Dirt at the Wellcome Collection borrows its premise from the social anthropologist Mary Douglas: “There is no such thing as absolute dirt: it exists in the eye of the beholder”. The analogy to beauty is fitting to this exhibition, which provides the usual Wellcome fare of anthropological curios and relics interspersed with intelligent contemporary artworks.
The exhibition case-studies modern endeavours to manage dirt in its various meanings and manifestations. Passing a sash window cast entirely from dirt, we enter the fastidiously clean seventeenth-century Delft interior, evidenced here by genre paintings, Delftware and souvenirs of van Leeuwenhoek, the so-called father of microbiology.
Next there are dirt-related tales from two Victorian cities. The investigation of London’s Broad Street cholera outbreak is illustrated by John Snow’s ‘ghost map’, and evoked by an ‘epidemic ambulance’ – something between a coffin and a pram. The dust mountains that ranged Gray’s Inn Road in those days were used as material for bricks (and, by Dickens, for books); today they inspire an artwork by Serena Korda – her medium is ‘donated’ dust. From Glasgow Royal Infirmary, there are watercolours of gangrenous flesh, and a flask of 1868 vintage urine. There’s a pleasant diorama of the Infirmary’s Lister Ward, whose namesake Joseph introduced a “controversial” antiseptic system to the hospital.
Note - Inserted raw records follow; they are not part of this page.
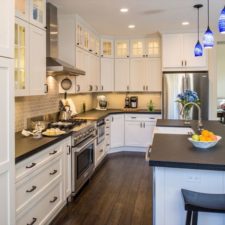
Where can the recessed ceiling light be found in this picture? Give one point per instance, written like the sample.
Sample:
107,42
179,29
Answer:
131,26
185,23
124,10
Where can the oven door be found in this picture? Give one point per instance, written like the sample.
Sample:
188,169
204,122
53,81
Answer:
82,163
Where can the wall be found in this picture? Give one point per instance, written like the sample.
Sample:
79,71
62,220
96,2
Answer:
31,106
116,100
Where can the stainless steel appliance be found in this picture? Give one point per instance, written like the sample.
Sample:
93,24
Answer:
100,131
176,83
133,102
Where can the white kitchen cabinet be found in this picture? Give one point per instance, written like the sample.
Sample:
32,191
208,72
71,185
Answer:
122,74
117,131
7,153
37,61
107,74
122,49
178,52
107,48
6,34
139,130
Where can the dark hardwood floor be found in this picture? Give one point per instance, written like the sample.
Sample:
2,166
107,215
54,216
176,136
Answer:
118,194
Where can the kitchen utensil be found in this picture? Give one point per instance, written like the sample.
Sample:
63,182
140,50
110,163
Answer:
66,84
204,144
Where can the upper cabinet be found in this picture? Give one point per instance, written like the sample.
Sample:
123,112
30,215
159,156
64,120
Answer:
178,53
122,49
143,48
107,48
7,22
32,11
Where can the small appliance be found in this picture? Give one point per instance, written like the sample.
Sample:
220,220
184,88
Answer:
127,102
102,102
133,102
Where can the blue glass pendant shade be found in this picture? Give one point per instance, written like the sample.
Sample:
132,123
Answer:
198,49
221,23
208,40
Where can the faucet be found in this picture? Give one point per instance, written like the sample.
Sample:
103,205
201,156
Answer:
200,125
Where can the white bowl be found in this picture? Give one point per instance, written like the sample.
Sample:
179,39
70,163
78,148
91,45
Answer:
205,144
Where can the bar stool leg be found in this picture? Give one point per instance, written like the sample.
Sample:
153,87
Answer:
195,218
188,218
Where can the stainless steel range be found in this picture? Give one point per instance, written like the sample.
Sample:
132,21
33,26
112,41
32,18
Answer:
83,148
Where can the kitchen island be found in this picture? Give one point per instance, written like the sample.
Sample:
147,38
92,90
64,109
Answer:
177,164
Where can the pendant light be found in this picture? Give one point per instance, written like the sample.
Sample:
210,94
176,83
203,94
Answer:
221,23
208,40
198,51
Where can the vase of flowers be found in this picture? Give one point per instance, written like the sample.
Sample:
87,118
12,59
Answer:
184,98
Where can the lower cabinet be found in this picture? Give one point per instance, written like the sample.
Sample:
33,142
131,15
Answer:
43,183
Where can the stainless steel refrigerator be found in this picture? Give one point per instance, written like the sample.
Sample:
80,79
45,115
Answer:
176,83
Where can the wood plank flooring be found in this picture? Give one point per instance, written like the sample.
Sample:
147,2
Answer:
118,194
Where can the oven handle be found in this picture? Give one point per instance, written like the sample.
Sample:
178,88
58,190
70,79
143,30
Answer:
84,145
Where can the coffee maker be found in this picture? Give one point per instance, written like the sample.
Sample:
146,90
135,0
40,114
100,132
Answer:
102,102
133,102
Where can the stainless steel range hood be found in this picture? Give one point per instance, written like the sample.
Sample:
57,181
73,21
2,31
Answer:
56,66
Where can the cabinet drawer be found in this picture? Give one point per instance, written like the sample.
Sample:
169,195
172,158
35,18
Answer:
27,166
31,186
41,211
146,118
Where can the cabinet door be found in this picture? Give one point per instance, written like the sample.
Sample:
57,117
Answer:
22,9
6,28
154,75
107,48
7,160
189,41
38,13
122,73
22,58
37,74
117,131
137,48
107,74
172,47
122,49
137,74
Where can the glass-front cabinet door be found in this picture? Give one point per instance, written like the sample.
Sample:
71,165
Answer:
21,57
153,47
22,9
122,49
107,48
137,48
38,13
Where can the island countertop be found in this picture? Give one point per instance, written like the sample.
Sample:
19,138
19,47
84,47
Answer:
172,150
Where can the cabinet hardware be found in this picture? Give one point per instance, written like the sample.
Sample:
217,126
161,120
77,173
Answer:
53,153
53,200
69,149
33,221
32,165
54,172
32,189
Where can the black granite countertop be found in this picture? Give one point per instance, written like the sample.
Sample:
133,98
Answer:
170,150
100,114
27,146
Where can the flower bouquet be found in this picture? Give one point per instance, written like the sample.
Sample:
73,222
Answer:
184,98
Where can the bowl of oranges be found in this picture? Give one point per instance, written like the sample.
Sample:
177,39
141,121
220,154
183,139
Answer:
206,139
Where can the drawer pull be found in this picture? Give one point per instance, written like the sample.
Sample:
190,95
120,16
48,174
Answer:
32,189
33,221
53,172
32,165
53,200
53,153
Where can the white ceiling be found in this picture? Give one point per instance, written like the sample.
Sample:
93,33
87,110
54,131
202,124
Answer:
149,16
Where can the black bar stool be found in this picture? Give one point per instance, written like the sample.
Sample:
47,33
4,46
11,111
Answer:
195,202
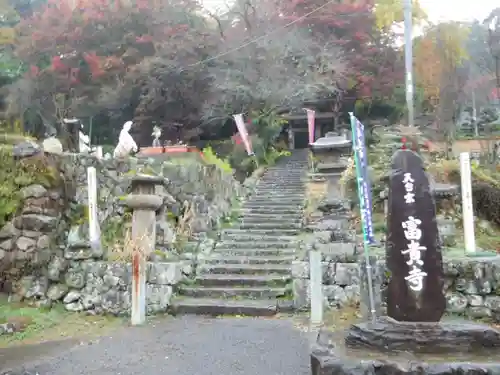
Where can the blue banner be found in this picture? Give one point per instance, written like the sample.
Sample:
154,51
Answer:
362,173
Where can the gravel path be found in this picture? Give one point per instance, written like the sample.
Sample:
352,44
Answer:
189,345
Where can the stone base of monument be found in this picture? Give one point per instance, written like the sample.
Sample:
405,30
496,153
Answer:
419,337
389,347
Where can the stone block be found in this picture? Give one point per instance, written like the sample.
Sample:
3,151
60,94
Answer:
165,273
300,269
301,294
346,274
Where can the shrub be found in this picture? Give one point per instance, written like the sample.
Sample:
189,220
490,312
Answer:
211,157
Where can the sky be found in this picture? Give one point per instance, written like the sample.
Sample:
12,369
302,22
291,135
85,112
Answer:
438,10
459,10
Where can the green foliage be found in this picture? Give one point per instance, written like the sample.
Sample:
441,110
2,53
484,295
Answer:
211,157
267,124
18,174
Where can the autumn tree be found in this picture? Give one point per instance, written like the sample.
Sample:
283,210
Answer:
440,56
481,66
264,63
103,58
375,67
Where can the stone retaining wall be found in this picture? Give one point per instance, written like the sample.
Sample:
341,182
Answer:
49,240
472,285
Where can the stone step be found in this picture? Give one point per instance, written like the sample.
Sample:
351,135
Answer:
210,306
272,226
263,210
245,236
277,195
243,259
242,280
245,269
275,199
255,292
270,217
248,219
274,242
274,205
252,251
261,232
285,181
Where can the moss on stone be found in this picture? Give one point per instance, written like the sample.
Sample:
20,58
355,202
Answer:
17,174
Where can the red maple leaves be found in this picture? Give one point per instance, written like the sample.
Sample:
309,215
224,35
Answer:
373,65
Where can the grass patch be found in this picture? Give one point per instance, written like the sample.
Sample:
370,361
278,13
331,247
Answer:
43,325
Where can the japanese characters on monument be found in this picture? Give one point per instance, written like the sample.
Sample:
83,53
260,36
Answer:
413,234
366,191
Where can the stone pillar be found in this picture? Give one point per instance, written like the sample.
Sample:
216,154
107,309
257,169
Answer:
291,139
144,204
377,281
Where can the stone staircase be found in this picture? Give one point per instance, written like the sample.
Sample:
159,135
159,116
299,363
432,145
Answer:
249,272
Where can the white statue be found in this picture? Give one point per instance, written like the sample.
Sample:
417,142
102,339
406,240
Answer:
52,145
83,141
156,134
126,143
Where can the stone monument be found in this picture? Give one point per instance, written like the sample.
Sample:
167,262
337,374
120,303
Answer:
73,128
413,254
144,203
126,144
331,154
412,339
156,136
83,141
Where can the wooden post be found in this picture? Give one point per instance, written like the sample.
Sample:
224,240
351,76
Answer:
316,285
94,228
467,209
144,203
The exhibition visits Dresden’s Deutsches Hygiene-Museum, which was hijacked by the Nazis in 1933; their propaganda exploited the Teutonic predisposition to cleanliness by relating everyday dirt to genetic ‘impurity’. Exhibits include some thoroughly unsavoury propaganda posters.
Among exhibits related to contemporary India, there are Anthropometric Modules Made From Human Faeces – fortunately sterile. Through text and video installations, we learn that the residue of India’s caste system (and non-existent sewerage) obliges a million people to climb daily into public latrines to muck out with their hands. That is the filthy reality.